Dalam Ilmu Mantiq (Logika) ada istilah tashawwur dan tashdiq. Tashawwur adalah buah fikiran akan arti mufrad (satu hal). Sedangkan tashdiq adalah buah fkiran akan nisbah (rangkaian satuan) (Chalil Bisri : “Ilmu Mantq : Tarjamah asSulam alMunawraq”, 1974:9). [Tashawwur = pembuahan fikiran akan arti mufrad. Tashdiq = pembuahan fikiran akan nisbah].



Dalam Linguistik disebutkan bahwa menurut Steutevant “bahasa adalah sistim lambing sewenang-wenang berupa bunyi (akustis) yang dgunakan oleh anggauta-anggauta suatu golongan (kelompok) sosial untuk bekerjasama dan saling berhubungan. Sedangkan “lambang sewenang-wenang berupa bunyi” mengandung dua unsur. Unsur yang satu menyarankan adanya unsure yang kedua. Unsur yang satu adalah bentuk (rupa), sedangkan unsure yang kedua adalah arti (maksud). Bentuk (rupa) berwujud ucapan (akustis), sedangkan arti (maksud) ditunjukkan kepada benda (kenyataan, peristiwa) (Drs S Wojowasito : “Linguistik : Sejarah Ilmu Perbandingan Bahasa”, 1961:9-10).



Dalam Fisika Optik ada alat (tool, instrument) optik yang disebut proyektor. Proyektor adalah alat optik yang berfungsi untuk memproyeksikan sesuatu. Sedangkan yang diproyeksikan disebut proyektum, dan hasilnya proyeksi. Istlah-istilah proyektum, proyektor, proyeksi juga terdapat dalam Matematika (Trigonometri, Ilmu Ukur Sudut) pada segitiga Phytagoras. [Proyektum – Proyektor – Proyeksi].



Kini ada kata-kata baru yang tercantum dalam kamus. Diantaranya kata-kata semiotik, hermeneutik (higher criticism), naturalitas, feminis, studi budaya, pasca kultural, pasca modernis, dekontruktinis (MEDIA INDONESIA, Kamis, 15 November 2001, hal 14). [dekontestualisasi, distanisasi].



Ada kata significant, yaitu realitas yang dicerap dari suatu kata (yang diverbalkan atau yang ditulis). Ada pula kata signifie, yaitu makna yang langsung datang pada pikiran , yang juga sering disebut sebagai makna yang dapat ditemukan didalam kamus (klasikal). [Signifie = lambing, gambar, lukisan, tulisan kode, teks, ayat).
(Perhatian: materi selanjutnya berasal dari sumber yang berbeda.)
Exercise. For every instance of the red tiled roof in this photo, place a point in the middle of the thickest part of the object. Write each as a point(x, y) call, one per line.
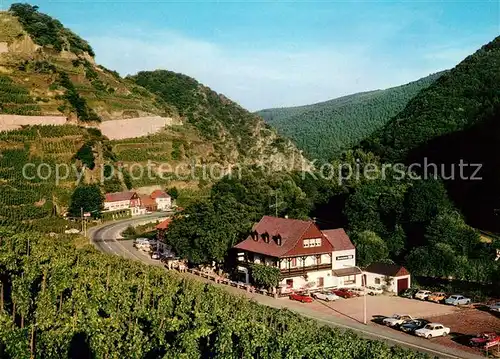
point(164, 224)
point(392, 270)
point(339, 239)
point(119, 196)
point(290, 230)
point(159, 194)
point(345, 272)
point(147, 201)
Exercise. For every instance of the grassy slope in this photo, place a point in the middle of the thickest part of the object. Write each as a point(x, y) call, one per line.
point(325, 129)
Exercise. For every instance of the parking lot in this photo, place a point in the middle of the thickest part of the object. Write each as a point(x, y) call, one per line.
point(381, 306)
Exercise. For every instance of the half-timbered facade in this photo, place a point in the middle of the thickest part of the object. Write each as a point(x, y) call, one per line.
point(307, 257)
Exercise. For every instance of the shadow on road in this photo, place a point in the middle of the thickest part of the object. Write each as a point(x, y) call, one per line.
point(338, 312)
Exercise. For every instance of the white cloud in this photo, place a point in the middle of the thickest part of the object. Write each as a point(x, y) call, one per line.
point(259, 78)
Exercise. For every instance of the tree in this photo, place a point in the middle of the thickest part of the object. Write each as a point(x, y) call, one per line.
point(173, 192)
point(369, 247)
point(86, 197)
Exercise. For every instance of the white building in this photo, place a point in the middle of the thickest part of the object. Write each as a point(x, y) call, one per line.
point(307, 257)
point(123, 200)
point(394, 278)
point(163, 200)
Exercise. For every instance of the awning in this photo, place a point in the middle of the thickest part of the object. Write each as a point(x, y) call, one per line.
point(344, 272)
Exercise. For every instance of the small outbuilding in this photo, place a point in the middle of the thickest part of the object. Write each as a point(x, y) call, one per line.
point(393, 277)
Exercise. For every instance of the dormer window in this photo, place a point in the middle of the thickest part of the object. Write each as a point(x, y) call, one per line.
point(265, 237)
point(312, 242)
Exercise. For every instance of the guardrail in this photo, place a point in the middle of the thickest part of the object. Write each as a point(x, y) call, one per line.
point(221, 280)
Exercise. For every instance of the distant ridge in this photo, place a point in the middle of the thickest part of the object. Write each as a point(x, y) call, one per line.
point(325, 129)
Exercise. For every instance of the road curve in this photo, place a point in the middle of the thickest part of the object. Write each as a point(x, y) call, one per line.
point(104, 238)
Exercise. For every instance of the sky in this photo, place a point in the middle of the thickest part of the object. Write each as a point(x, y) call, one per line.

Signifiant = yang dilambangkan, yang digambarkan, yang dilukiskan (objek)].



Ada model semiotik yang terdiri dari tiga unsur : kode (teks, ayat), objek (realitas) dan interpretasi (hermeneutic untuk aksi). Ada hermeneutika (Ilmu Tentang Kesahihan Tfsir Bibel), yaitu studi mengenai kebenaran makna atau maknan-makna yang tersembunyi dibalik teks-teks yang nampak tidak memuaskan antara yang dianggap superficial (AlChaidar : “Wacana Ideologi Negara Islam”, 1979:17-16, dari JURNAL FILSAFAT, Th I, No 1 (Maret 1990?), hal 54 : “Refleksi Atas Sembiotika”, oleh Aart van Zoert).
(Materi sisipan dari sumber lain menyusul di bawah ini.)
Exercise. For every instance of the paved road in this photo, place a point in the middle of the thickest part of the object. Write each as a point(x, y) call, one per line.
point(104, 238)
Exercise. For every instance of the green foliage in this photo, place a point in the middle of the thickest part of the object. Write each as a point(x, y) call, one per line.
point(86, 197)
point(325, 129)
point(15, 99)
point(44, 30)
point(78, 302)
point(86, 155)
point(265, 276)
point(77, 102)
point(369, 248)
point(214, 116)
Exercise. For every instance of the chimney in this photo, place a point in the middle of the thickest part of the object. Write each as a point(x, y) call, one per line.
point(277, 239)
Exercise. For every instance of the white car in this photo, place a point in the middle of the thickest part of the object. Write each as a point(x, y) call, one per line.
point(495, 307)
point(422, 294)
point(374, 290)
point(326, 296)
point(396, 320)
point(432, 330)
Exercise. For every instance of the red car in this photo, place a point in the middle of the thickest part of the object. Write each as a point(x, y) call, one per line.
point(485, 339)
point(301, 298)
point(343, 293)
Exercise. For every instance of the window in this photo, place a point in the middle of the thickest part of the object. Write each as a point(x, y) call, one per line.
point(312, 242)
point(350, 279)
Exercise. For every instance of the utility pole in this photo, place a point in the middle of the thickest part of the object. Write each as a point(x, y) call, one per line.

[Karya Porphyrius : Isagoge, Categories, Hermeneutica, Analytica Priori.

- Isagoge (alIsaaghuujii) merupakan “pendahuluan” bagi logika/karya Aristoteles.

- Categories (alQaatiquriyaas) merupakan “Organum” Aristoteles yang membahas : substansi, kuantitas, kualitas, hubungan, waktu, tempat, posisi, pemilikan, nafsu tindakan.
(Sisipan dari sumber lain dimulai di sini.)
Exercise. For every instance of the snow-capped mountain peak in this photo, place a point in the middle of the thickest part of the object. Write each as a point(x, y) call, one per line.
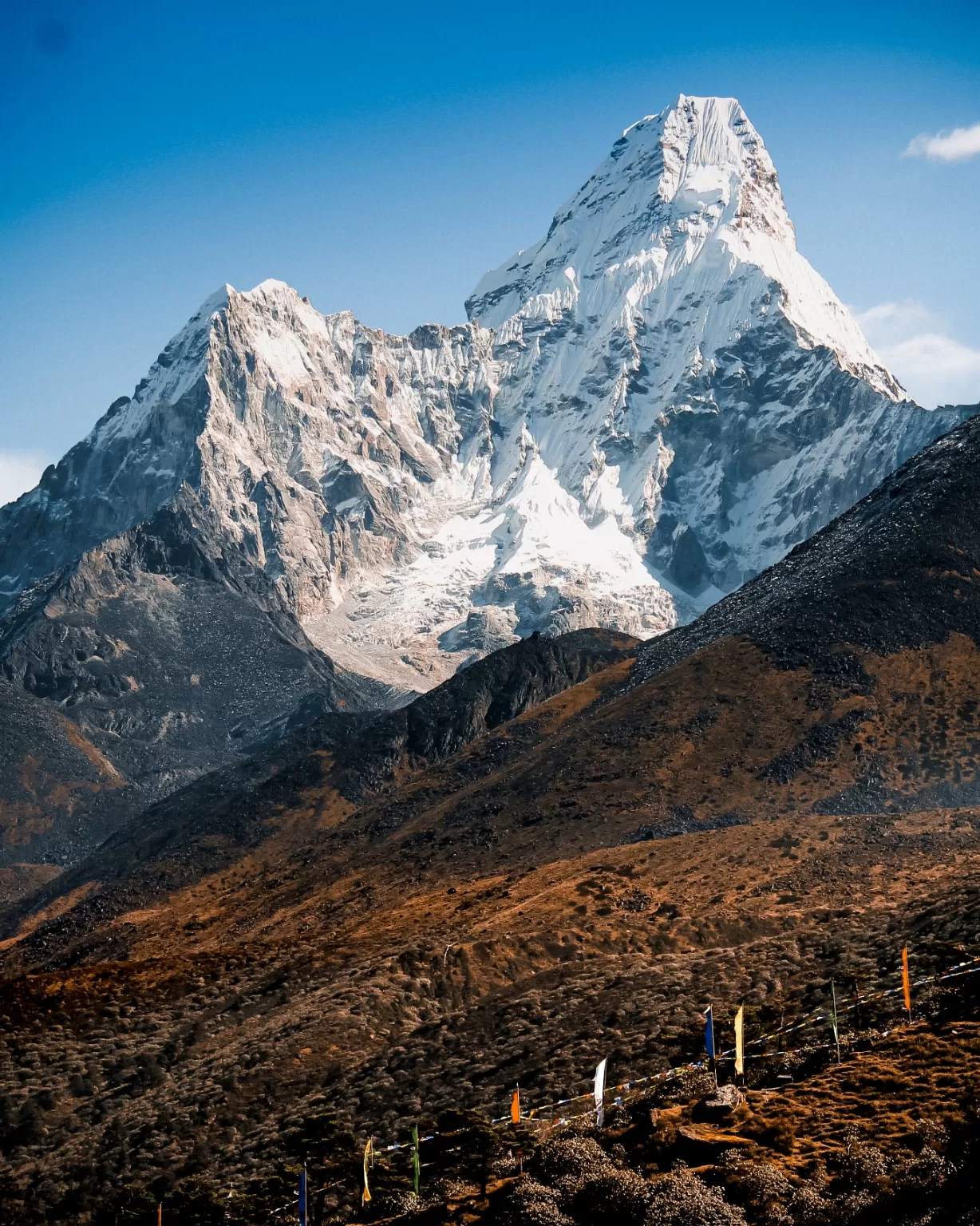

- Aristoteles membagi kata-kata dalam sepuluh jensi : kata benda (substaantiva), kata kerja (verba), kata keadaan (ajktiva), kata keterangan (adverbia), kataganti (promina), kata bilangan (numeralia), kata depan (preposisi), kata sambung (konyugasi), kata sandang (artikel), kata seru (interjeksi).

- Hermeneutica merupakan ilmu tafsir tentang kitab suci (Bibel).

- Analytic Priori (alAnaaluutiqaa) membahas proposisi-proposisi dalam berbagai bentuk silogisme (C A Qadir : “Filsafat dan Ilmu Pengetahuan dalam Islam”, 1991:35,37,209)].



[Hermeneutika berarti : “menafsirkan pesan dewa Jupiter kepada manusia (Samsul Bahri : “Sarapah Orang Sasak: Warisan sebuah Rezim”, KOMPAS, Sabtu, 24 September 2005, Humaniora, hal 14, dari Sumaryono, 19999:23-24)].



[Hermeneutika atau takwil itu sebuah cara menginterpretasikan masalah. Suatu kalimat mengandung tiga lapis makna. Pertama makna rujukan atau denoratif. Kedua makna konotatif atau makna yang ditambahkan. Ketiga makna sugestif, makna hakiki (Dr Abdul Hadi WM : “Pengasingan Bahasa Menyebabkan Disintegrasi Masyarakat”, dalam REPUBLIKA, Jum’at, 16 Agustus 1996, hal 7)].



[AlQur:an memuat keajaiban-keajaiban tentang ayat-ayat Allah. AlQur:an adalah ayat-ayat Allah (tanda keesaan dan KekuasaanNya), demikian juga alam raya (Quraish Syihab : “Mukjizat alQur:an”, hal 122).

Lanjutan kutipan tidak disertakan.